Additionally, Lewis himself may not have fully understood, in the beginning, what exactly he was working out in his creation of a fairy tale, though it may have been prompted by, as Ward speculates, the desire to work out imaginatively what he had been debating philosophically in Miracles.

A final question: if Lewis wanted it hidden, why reveal it now, if at all? In answering this, Ward uses the example of an art historian uncovering the meaning behind the enigma of Mona Lisa’s smile. Wouldn’t knowing what prompted such a tantalizing smile increase our enjoyment? Well, no. Deciphering that puzzle – she could have been smiling at the dog chasing the cat – hardly enriches the viewing and re-viewing of da Vinci’s painting. If the key to her smile were discovered, the painting would cease to draw us in, would move us from Enjoyment to Contemplation, because it is the puzzle itself that increases Enjoyment. In this case, Ward’s argument that knowledge for its own sake enhances Enjoyment admits more for Mona Lisa and less for Lewis.

Rather than being just another datum of knowledge added to what we know about the Chronicles and Lewis, this medieval cosmological key opens a door, ushering us from a pleasant and pleasurable room that hitherto delighted, but for our now catching a glimpse of a great and complex country of enriched and enhanced pleasures out beyond the threshold.

As Lewis considered knowing God and His work in creation of primary importance, so ought we to keep in mind while laying this new layer of knowledge over our prior reading(s) of the Chronicles. Solving this puzzle ought to please us, not for the sake of solving it, but because it inclines us, subtly and ultimately, to the knowledge and awe of God, who “walks everywhere incognito.” And is that not the beginning of wisdom?

Planet Narnia displays Dr. Ward’s careful and erudite scholarship. Yet, my one criticism of the work is that its often dry, academic tone may render it less accessible to a broader, more popular audience. Ward’s thoughtful and precise exposition of his argument, and his references to primary and secondary sources bolster his claim admirably; but reading through it all is sometimes a bit of a slog. As there is much to delight anyone with a strong interest in the Chronicles and in Lewis, this is a shame, but careful and patient reading will reward those who give it their time and attention (and keep a good dictionary at hand!).

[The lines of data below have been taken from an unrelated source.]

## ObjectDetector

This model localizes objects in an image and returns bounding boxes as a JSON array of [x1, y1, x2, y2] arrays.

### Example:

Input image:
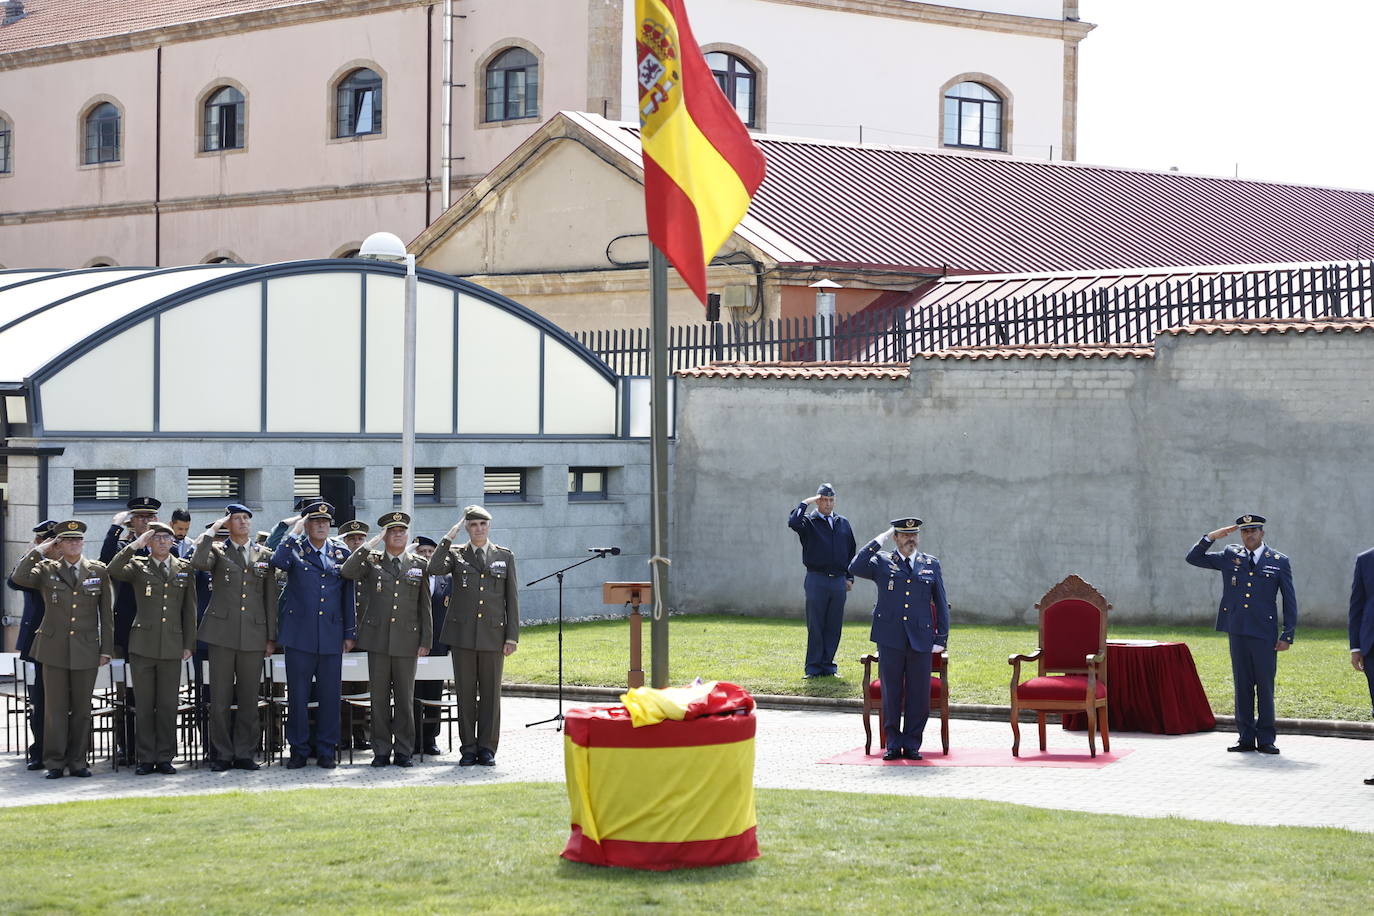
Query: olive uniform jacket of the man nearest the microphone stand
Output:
[[426, 537, 519, 652]]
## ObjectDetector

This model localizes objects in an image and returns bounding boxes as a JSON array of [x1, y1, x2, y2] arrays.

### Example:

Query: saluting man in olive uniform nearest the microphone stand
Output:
[[426, 505, 519, 766]]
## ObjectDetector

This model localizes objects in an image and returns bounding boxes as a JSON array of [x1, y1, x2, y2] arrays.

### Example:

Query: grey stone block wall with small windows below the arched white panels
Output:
[[0, 438, 649, 631]]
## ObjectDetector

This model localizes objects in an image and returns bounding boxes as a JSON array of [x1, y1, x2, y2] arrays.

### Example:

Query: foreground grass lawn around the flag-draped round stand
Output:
[[0, 784, 1374, 915]]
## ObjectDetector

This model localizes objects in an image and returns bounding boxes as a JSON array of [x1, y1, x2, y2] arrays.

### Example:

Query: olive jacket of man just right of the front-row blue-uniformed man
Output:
[[339, 547, 434, 658]]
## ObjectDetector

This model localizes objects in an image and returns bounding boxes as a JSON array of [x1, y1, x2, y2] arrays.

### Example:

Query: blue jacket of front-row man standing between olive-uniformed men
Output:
[[272, 537, 357, 655]]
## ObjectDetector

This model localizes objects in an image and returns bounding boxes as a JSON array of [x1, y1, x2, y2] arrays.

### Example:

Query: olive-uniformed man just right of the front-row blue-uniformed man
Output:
[[339, 512, 434, 766]]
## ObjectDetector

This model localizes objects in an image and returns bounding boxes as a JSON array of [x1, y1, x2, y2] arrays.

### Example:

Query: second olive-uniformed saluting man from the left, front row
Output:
[[110, 522, 195, 776]]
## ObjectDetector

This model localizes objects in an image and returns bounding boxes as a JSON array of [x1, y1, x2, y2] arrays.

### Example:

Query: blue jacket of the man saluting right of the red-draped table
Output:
[[1187, 537, 1297, 643]]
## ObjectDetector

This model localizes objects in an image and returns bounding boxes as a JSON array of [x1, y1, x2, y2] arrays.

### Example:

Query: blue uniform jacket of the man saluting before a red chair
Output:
[[849, 541, 949, 652]]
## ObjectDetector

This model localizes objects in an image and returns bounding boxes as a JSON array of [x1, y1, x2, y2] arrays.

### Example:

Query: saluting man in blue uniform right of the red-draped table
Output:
[[1187, 515, 1297, 754]]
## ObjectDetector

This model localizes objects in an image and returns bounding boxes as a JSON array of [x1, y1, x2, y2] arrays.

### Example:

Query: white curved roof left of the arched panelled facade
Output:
[[0, 265, 246, 382]]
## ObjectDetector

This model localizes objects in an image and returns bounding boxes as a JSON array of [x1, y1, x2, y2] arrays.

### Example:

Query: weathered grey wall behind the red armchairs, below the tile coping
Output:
[[673, 330, 1374, 639]]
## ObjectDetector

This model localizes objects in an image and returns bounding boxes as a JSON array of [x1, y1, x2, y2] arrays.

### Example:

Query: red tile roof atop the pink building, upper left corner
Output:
[[0, 0, 319, 55]]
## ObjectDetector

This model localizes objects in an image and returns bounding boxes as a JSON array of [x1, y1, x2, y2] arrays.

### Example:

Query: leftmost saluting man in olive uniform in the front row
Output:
[[12, 522, 114, 779]]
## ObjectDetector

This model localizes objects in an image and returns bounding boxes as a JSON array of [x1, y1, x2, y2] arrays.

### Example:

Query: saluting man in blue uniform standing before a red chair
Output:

My original set of the Chronicles is about twenty years old, quite lovingly dog-eared now, and though I have a shiny new set, in their supposed “better order,” I cannot give up the wardrobe in disguise that first took me into Narnia along with Peter, Edmund, Susan, and Lucy. Ward’s Planet Narnia increased, if possible, my love for and Enjoyment of the Chronicles, and my admiration and respect for Lewis as a writer and scholar. I am led, once again, “further up and further in” to where the whole of creation is alive to its Creator, the “heavens declare the glory of God,” and all creatures their Creator bless. Which shows, if I may say it, just how unscrupulous Lewis could be.


Lewis, C.S. “On Stories.” On Stories and Other Essays on Literature. San Diego: Harvest, 1982. 3-20.
—. Surprised by Joy: The Shape of My Early Life. 1956. San Diego: Harvest, 1984. 191.

1 Comment

  1. Have you seen Paul F. Ford’s opinion of Dr. Ward’s book? I, for one, can’t understand why there are any people out there who don’t instantly see that Dr. Ward is right. I imagine there are some fundamentalists (with whom Lewis is already in hot water because of magic and witches) who will either reject Dr. Ward’s astrological thesis or grasp it and reject Lewis finally (then, of course, they should have known Lewis better, should have done so based on The Discarded Image or That Hideous Strength). That is not, of course, to say Paul F. Ford is a fundamentalist, but that does make me wonder (indulging in a bit of Bulverism, perhaps) just why he is against the whole thing.